Netflix [9], a favorite movie and tv series viewing platform, gives personalized

recommendations to the users for their movies or tv series that user might like with a

match score percentage. Amazon [10], a leading e-commerce website provides

personalized product recommendations to the user based on users’ previous buying

behavior. These organizations provide recommendations based on Recommendation

Systems. Different types of Recommendation Systems and their applications are

explained in the section below.

5

2.2 Recommendation Systems and Related Work

Recommendation Systems used in most of the applications are classified broadly

into two different types:

1. Collaborative Filtering

2. Content-Based Filtering

The generic definitions of these Recommendation Systems are as follows:

• Collaborative Filtering:

Collaborative filtering recommends items by identifying other users with a

similar taste.

• Content-Based Filtering:

Content-based filtering recommends items based on the user profile; it

does not consider other users. [11]

Martínez, A. B., Arias, J. P., Vilas, A. F., Duque, J. G., & Nores, M. L has designed a

system which recommends T.V shows for the users using both contents based and

collaborative filtering. They have implemented a hybrid model using both the techniques

because to avoid the cold start problem (no recommendations at the start) which is

caused by collaborative filtering and to avoid the over-specialization problem (showing

only very few items from the user profile) caused by content-based filtering. [12]

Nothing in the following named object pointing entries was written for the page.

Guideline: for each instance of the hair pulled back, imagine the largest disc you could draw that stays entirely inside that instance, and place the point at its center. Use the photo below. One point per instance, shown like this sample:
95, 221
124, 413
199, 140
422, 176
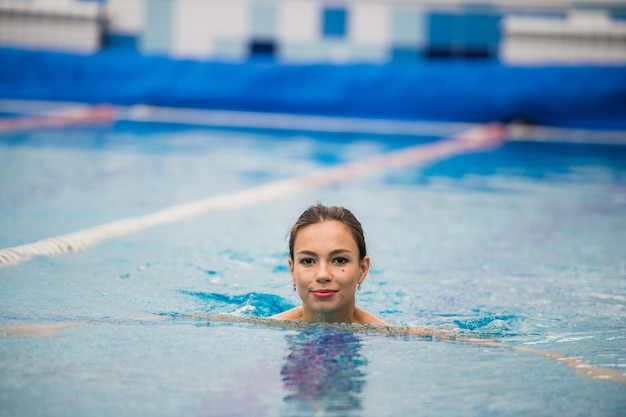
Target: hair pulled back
320, 213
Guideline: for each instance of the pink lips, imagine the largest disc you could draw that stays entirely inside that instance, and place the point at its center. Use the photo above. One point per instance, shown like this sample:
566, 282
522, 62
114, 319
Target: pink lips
323, 293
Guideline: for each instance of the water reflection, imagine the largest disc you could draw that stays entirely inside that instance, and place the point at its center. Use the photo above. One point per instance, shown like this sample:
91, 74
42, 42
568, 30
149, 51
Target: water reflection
323, 372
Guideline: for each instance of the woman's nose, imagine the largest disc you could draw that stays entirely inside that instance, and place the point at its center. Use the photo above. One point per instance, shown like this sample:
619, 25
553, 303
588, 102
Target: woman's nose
323, 274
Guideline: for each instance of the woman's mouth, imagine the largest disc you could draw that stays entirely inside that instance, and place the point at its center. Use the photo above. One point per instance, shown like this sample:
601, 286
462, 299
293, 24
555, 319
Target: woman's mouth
323, 293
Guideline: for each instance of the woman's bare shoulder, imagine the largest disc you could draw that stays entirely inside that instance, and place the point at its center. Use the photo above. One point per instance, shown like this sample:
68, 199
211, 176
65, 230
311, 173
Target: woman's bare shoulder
292, 314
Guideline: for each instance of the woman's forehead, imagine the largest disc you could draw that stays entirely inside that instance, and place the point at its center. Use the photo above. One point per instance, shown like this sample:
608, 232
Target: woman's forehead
326, 233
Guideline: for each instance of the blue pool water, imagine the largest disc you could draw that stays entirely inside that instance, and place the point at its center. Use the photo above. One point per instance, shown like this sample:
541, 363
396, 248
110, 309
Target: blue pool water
523, 244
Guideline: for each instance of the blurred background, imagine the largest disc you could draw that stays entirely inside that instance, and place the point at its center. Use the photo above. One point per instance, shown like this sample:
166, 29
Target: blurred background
550, 62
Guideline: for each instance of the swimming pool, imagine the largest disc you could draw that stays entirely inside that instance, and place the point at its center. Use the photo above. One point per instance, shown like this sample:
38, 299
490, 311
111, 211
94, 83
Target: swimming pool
523, 243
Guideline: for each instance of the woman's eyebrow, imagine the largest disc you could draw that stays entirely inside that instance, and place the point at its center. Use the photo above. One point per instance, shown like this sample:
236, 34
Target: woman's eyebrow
338, 251
307, 253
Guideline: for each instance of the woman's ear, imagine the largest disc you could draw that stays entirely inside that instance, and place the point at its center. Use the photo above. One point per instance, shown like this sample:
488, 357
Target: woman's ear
365, 266
291, 273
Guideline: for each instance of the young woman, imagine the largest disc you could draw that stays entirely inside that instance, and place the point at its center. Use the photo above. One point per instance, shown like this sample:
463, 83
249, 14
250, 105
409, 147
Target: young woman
328, 262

Bagher, R. C., Hassanpour, H., & Mashayekhi, H have defined a model to estimate user

personal interests by using collaborative filtering. They have implemented profile

matching and latent factors as two main approaches for modeling the user. They have

6

built this using a Bayesian non-parametric model, which provides a framework for

constructing an evolutionary model. [13]

2.3 Algorithms and Processes

A) Content-Based Filtering

TaskDo relies on the user’s previous task history, and the recommendations are

generated based on the user’s previous task history. It does not depend on the

task history of the other users. So, TaskDo is a Content-Based Filtering

Recommendation System.

B) Phi Correlation

Phi Correlation or Phi Coefficient is used to measure the correlation between

two or more binary variables. Many categorical features used in TaskDo are

converted into binary variables to perform the analysis. The correlation

coefficient is calculated between these features using Phi-Correlation.

C) Clustering

Clustering is a mechanism used to group the data in such a way that

observations in each group are statistically identical or closer to each other.

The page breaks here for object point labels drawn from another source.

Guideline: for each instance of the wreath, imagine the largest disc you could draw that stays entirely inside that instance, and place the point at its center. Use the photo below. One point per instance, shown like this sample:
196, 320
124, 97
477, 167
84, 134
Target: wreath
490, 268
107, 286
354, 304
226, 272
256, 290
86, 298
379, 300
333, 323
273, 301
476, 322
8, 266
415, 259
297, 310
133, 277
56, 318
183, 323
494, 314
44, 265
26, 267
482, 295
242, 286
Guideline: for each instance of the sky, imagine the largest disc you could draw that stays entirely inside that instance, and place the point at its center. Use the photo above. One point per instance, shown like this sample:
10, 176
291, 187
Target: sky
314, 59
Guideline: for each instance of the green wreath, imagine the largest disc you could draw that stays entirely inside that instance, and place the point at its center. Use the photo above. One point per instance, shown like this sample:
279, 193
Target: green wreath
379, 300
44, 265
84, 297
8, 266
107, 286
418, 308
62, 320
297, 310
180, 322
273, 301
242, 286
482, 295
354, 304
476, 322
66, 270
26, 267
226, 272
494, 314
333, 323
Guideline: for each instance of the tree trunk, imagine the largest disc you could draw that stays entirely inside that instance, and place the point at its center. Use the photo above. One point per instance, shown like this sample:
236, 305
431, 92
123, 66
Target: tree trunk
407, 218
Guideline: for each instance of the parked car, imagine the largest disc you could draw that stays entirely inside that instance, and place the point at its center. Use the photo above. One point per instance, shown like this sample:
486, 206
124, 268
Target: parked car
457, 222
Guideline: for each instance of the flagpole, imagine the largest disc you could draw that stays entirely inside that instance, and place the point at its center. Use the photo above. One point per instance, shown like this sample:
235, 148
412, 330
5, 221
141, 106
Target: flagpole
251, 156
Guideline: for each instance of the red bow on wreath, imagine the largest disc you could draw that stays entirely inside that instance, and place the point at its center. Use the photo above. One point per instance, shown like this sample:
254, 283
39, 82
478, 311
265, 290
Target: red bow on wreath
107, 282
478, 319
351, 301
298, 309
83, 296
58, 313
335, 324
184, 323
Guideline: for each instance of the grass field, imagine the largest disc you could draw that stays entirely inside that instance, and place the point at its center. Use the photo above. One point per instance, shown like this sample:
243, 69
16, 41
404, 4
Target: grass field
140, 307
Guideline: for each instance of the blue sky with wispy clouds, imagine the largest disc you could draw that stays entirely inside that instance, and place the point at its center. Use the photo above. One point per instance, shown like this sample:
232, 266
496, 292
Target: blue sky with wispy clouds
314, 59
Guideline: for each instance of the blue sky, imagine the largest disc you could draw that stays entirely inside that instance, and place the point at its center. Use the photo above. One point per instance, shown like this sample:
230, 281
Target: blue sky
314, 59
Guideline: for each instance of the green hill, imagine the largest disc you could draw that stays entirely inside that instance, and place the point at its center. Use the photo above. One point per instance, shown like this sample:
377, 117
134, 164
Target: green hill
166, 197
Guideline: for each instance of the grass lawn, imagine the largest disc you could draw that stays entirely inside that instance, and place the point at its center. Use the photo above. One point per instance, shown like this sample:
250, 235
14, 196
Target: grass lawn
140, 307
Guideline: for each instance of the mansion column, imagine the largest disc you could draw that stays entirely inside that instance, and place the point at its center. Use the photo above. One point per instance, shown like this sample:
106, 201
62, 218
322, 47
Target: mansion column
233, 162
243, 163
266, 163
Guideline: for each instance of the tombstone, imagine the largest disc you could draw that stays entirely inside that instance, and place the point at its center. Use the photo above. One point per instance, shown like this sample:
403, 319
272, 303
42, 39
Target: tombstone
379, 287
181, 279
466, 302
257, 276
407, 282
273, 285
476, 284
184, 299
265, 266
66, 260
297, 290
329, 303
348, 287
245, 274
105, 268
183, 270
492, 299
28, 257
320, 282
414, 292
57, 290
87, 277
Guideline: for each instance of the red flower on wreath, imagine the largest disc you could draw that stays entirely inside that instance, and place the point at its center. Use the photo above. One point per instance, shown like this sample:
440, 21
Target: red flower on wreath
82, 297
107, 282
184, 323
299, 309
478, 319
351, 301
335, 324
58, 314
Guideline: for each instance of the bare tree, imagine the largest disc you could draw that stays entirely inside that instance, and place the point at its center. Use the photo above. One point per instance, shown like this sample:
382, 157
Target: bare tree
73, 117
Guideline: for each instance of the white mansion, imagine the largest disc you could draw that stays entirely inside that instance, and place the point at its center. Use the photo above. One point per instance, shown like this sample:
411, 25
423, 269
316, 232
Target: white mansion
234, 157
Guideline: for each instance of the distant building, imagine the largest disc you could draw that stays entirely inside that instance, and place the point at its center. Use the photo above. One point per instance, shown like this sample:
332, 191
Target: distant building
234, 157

Clustering can be performed either automatically or manually depending on the

use case and familiarity of observations. Task Do uses manual clustering of the

observations concerning features such as Day of the week, Time of the day, etc.

Methodology section further explains the specific process of clustering used in

TaskDo.

7

CHAPTER 3. TASK DO – A DAILY TASK RECOMMENDER SYSTEM

3.1 Design

TaskDo provides task recommendations for a specific user for a specific day of the

week and a specific time of the day. These recommendations are provided based on the

users’ previous task history and task performance. Several dependent and independent

modules have been identified to develop such a task recommender system. The design of

TaskDo consists of the following subsystems shown in figure 1.

Figure 3.1: System Architecture Figure

Figure 3.1 shows the system architecture for TaskDo, task recommender system.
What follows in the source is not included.